下記の記事を参考に、服薬指導のスキルアップをめざしましょう。
- 副作用の説明がないと訴える患者さんのケース
「副作用を怖がり服用を中止してしまう患者さんもいるなかで、薬剤師はどの程度まで説明したらいいでしょうか?」 - 薬剤師の説明に納得しない患者さんのケース
「来局のたびに、細かく質問される。「そんなことも知らないの?」とバカにしたような態度をとられることも…。患者さんに納得してもらうには、どう説明すればいいでしょうか?「詳しいことは医師に聞いてください」以外の答え方も知りたいです。」 - 「他の薬局より値段が高い」と言う患者さんのケース
「患者さんの多くは、同じ処方せんでも、薬局によって値段が違うことを知らないようです。値段について疑問を持つ患者さんに納得してもらえる説明の仕方を教えてください。」
もともと、オンライン服薬指導は、離島やへき地などの医療資源の少ない地域に住んでいて、対面の服薬指導ができない人に対して実施することを想定していました。

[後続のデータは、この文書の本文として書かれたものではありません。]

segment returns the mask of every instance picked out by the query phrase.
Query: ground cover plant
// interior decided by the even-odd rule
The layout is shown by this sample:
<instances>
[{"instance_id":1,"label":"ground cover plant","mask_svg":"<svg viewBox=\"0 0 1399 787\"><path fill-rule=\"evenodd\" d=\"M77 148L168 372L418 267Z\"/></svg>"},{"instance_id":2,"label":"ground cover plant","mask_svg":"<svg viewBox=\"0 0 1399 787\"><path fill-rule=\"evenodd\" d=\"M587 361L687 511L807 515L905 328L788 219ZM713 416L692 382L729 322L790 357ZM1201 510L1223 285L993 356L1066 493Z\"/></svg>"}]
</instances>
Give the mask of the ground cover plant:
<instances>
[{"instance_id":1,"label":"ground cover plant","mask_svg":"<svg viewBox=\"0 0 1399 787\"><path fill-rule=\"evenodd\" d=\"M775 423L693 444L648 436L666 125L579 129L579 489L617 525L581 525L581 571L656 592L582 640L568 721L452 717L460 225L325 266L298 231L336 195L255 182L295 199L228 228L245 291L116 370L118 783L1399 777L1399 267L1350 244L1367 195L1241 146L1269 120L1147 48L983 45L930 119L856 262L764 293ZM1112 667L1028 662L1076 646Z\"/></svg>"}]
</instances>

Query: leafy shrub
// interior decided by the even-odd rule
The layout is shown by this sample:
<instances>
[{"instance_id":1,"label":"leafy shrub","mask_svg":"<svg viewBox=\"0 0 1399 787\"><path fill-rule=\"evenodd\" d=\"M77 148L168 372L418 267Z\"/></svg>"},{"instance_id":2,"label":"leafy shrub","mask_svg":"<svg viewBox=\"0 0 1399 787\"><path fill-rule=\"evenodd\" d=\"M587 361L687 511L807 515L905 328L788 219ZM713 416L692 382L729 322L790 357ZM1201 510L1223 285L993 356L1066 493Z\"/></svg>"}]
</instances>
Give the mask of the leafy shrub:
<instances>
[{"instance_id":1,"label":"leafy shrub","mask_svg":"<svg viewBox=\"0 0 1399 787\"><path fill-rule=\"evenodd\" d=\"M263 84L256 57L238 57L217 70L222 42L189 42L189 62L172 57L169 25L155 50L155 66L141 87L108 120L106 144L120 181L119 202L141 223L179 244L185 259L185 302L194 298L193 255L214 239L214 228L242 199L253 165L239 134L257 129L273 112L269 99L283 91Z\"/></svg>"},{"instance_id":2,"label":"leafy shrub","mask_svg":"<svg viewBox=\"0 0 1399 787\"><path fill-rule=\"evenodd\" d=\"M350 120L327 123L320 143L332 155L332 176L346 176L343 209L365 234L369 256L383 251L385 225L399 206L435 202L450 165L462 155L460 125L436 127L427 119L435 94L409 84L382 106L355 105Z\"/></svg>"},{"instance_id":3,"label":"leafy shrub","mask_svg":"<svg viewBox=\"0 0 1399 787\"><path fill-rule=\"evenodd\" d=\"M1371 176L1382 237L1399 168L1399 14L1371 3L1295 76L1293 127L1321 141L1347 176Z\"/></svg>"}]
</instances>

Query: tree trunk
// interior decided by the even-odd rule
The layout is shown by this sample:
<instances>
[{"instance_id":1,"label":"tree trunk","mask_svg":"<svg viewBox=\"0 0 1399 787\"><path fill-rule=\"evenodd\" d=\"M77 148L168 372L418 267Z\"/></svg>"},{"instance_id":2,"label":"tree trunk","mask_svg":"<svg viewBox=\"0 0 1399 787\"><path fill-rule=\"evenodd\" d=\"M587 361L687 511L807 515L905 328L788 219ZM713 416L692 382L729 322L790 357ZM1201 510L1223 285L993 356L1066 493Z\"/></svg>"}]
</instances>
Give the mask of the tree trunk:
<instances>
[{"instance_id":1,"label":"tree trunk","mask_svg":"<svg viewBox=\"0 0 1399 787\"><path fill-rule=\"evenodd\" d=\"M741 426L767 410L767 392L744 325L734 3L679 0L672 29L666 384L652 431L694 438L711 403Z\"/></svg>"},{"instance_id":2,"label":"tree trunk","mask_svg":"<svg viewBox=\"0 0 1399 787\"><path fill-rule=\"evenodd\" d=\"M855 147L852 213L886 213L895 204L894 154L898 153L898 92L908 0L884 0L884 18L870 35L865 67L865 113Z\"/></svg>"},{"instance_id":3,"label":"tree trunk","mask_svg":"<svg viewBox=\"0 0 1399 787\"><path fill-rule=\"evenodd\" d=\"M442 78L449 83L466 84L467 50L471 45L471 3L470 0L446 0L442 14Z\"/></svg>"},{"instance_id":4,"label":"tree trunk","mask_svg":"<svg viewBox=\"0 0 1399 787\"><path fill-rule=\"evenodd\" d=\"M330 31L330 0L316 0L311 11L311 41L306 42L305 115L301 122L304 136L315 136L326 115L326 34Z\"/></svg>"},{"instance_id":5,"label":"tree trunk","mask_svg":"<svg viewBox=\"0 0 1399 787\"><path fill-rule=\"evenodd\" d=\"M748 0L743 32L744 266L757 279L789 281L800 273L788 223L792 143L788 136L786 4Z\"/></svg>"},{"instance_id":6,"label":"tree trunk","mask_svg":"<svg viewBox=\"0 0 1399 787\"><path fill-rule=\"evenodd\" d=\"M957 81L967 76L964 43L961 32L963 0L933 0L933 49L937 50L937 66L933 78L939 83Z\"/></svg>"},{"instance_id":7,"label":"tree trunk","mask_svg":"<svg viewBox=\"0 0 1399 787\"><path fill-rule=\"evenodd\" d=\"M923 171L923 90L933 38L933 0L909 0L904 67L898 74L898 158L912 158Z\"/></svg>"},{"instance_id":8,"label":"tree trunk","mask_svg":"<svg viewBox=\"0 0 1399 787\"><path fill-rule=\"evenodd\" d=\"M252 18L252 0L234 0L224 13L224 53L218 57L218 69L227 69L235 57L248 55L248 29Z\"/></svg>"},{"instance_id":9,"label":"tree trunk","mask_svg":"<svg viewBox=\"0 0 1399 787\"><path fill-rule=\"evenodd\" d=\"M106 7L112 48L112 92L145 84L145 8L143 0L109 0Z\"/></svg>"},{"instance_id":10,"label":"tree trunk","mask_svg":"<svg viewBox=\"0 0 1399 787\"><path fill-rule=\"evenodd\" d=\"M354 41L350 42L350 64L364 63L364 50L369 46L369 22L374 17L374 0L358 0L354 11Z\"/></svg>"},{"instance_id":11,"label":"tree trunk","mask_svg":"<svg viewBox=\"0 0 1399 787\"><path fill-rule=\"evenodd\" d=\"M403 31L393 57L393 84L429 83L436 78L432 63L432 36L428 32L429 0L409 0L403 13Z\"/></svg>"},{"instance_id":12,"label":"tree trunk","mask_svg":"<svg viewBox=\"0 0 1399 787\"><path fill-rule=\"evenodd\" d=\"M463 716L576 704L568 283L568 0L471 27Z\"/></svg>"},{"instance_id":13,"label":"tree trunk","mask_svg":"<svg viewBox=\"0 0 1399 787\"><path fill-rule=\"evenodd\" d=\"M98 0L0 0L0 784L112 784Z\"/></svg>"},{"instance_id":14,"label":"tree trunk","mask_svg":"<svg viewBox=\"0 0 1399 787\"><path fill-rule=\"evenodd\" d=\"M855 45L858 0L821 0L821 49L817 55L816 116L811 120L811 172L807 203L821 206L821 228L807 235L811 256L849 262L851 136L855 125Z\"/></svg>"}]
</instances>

しかし、新型コロナウイルスの感染拡大に伴い、いわゆる「3密」を避けながら薬物治療を続ける手段として、オンライン診療・服薬指導のニーズが徐々に高まっています。2020年4月からは緊急的な措置として、一時的に初診患者のオンライン診療も解禁されました。
日本薬剤師会をはじめ、医療団体は慎重姿勢を示していますが、これを機にオンライン服薬指導の普及が加速していく可能性は十分に考えられます。
皆さんの職場でも近い将来、オンライン服薬指導をするようになるかもしれません。いまのうちに知識を深め、いざ導入が始まったときも速やかに対応できるよう備えましょう。